Wednesday 20 June 2012

Kicking the bucket list


Bucket lists. Is this what I need? I guess there is some similarity between the life less ordinary and a bucket list. The result of both is to look back on your death bed and think 'wow, I did a lot of fantastic things during my life' or maybe just have some great tales to tell the grand kids and the lads down the pub. 

The internet has allowed people to share their bucket lists and a number of books and magazine articles similarly publish lists of 'things you must do before you die'. A side effect of this is that it suggested ideas rather than prompting people to look at what THEY would really like to do. Writing this I can't help but keep thinking of 'swimming with dolphins', brain-washing in full effect.

My first issue I have with many bucket lists is the income levels required to complete them. Judging by many I've seen, the first item on my list should be 'make my millions' (or rob a bank) at which point the completing the rest of the list will become a whole lot easier. By publishing such lists they're effectively creating markets for experiences and we can't ignore the fact that everyone is after our hard earned cash these days. If there's a common desire amongst people then someone will have identified it as an income opportunity.

So for many bucket list items that were once symbolic of 'off the beaten track/life less ordinary' experiences have now become package holidays or off-the-shelf experience-in-a-box (or red letter) solutions. In doing so surely they have made less ordinary things ordinary!? Surely, this is robbing the experience of  it's very essence leaving you in the pub regaling your tale of glory only to have a friend interject with a 'yeah, I known a couple of mates that did that'.

The second key difference between a life less ordinary and a bucket list is that the bucket list has a deadline, quite literally as it happens.
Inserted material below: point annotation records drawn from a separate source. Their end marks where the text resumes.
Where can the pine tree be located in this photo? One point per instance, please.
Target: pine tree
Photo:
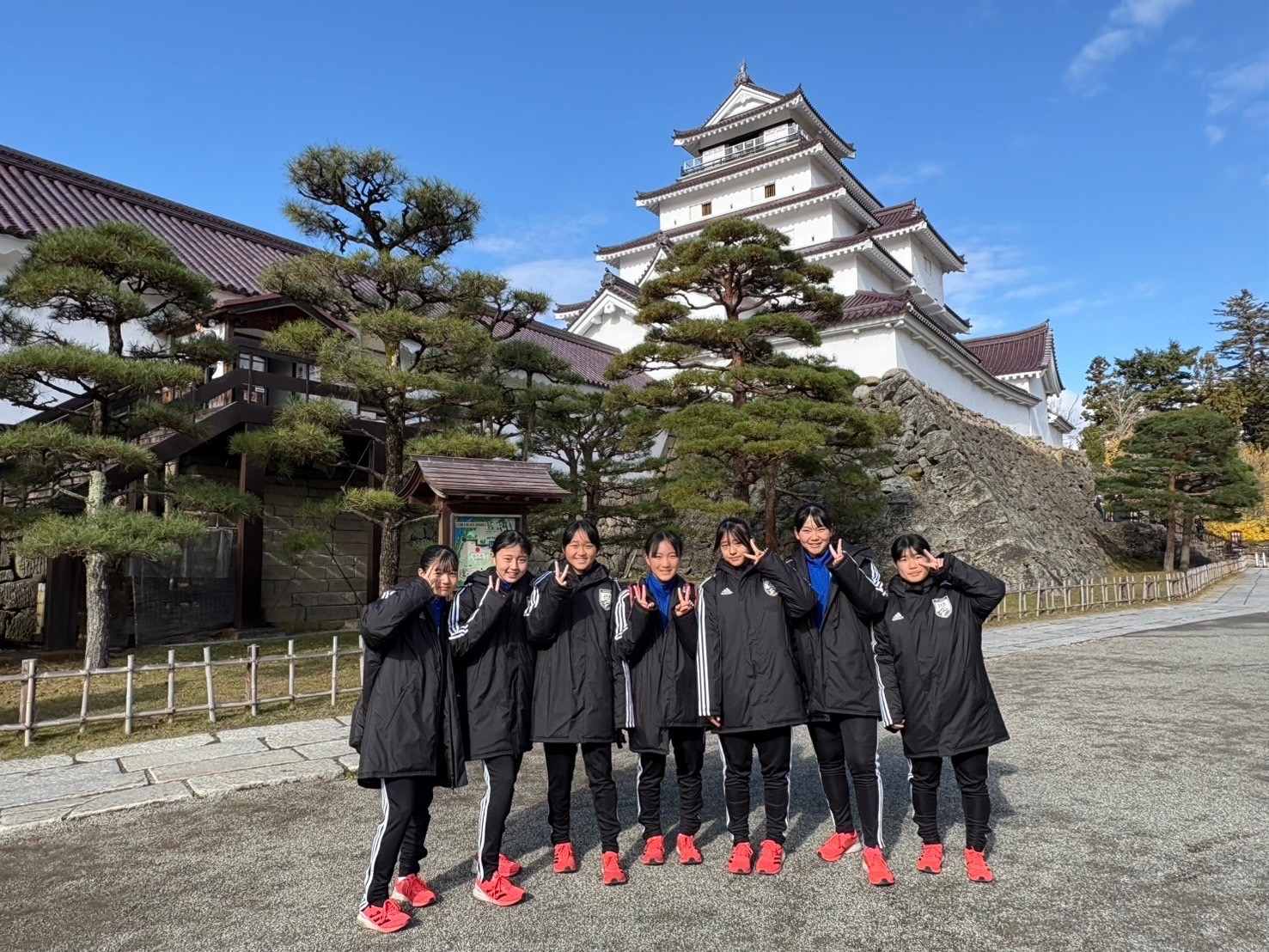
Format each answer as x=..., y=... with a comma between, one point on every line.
x=1179, y=466
x=111, y=276
x=742, y=412
x=385, y=271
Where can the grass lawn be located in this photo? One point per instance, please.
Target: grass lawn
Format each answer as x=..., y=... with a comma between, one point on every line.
x=61, y=697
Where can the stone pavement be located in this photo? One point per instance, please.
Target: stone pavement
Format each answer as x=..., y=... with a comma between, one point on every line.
x=58, y=787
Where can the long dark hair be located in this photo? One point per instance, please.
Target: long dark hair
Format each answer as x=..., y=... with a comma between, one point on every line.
x=443, y=558
x=656, y=539
x=813, y=512
x=510, y=537
x=580, y=526
x=737, y=528
x=912, y=541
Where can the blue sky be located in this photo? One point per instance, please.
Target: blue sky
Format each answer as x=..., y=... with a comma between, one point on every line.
x=1103, y=164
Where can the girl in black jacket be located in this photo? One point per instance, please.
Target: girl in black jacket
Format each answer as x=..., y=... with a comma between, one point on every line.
x=660, y=648
x=406, y=728
x=749, y=683
x=495, y=675
x=580, y=691
x=936, y=694
x=841, y=682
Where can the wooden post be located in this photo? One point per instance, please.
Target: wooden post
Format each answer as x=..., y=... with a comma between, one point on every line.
x=334, y=670
x=88, y=677
x=210, y=691
x=128, y=694
x=290, y=670
x=28, y=715
x=254, y=678
x=172, y=686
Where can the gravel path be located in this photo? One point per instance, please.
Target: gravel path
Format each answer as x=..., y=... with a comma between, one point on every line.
x=1128, y=813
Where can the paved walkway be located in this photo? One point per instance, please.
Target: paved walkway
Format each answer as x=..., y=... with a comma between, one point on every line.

Deadlines are great, especially the whooshing sound they make as they whizz by, but that is part of the problem. Assuming my deadline is age 71 then I have thirty years to complete my list, plenty of time, now pass me a Pringle and we'll see what's on the tv. There lies the problem, we're back to doing our school homework at 10pm on a Sunday evening. Procrastination.

Yep, a life less ordinary is a way of life, not a check list. It's not about spreading the to-do list over my remaining time, it's about cramming as much fun into my life every year, month, week or day. Putting things off is how I got to this mid-life ... situation. No, what I need is not a bucket list but ideas. Ideas and self-discipline.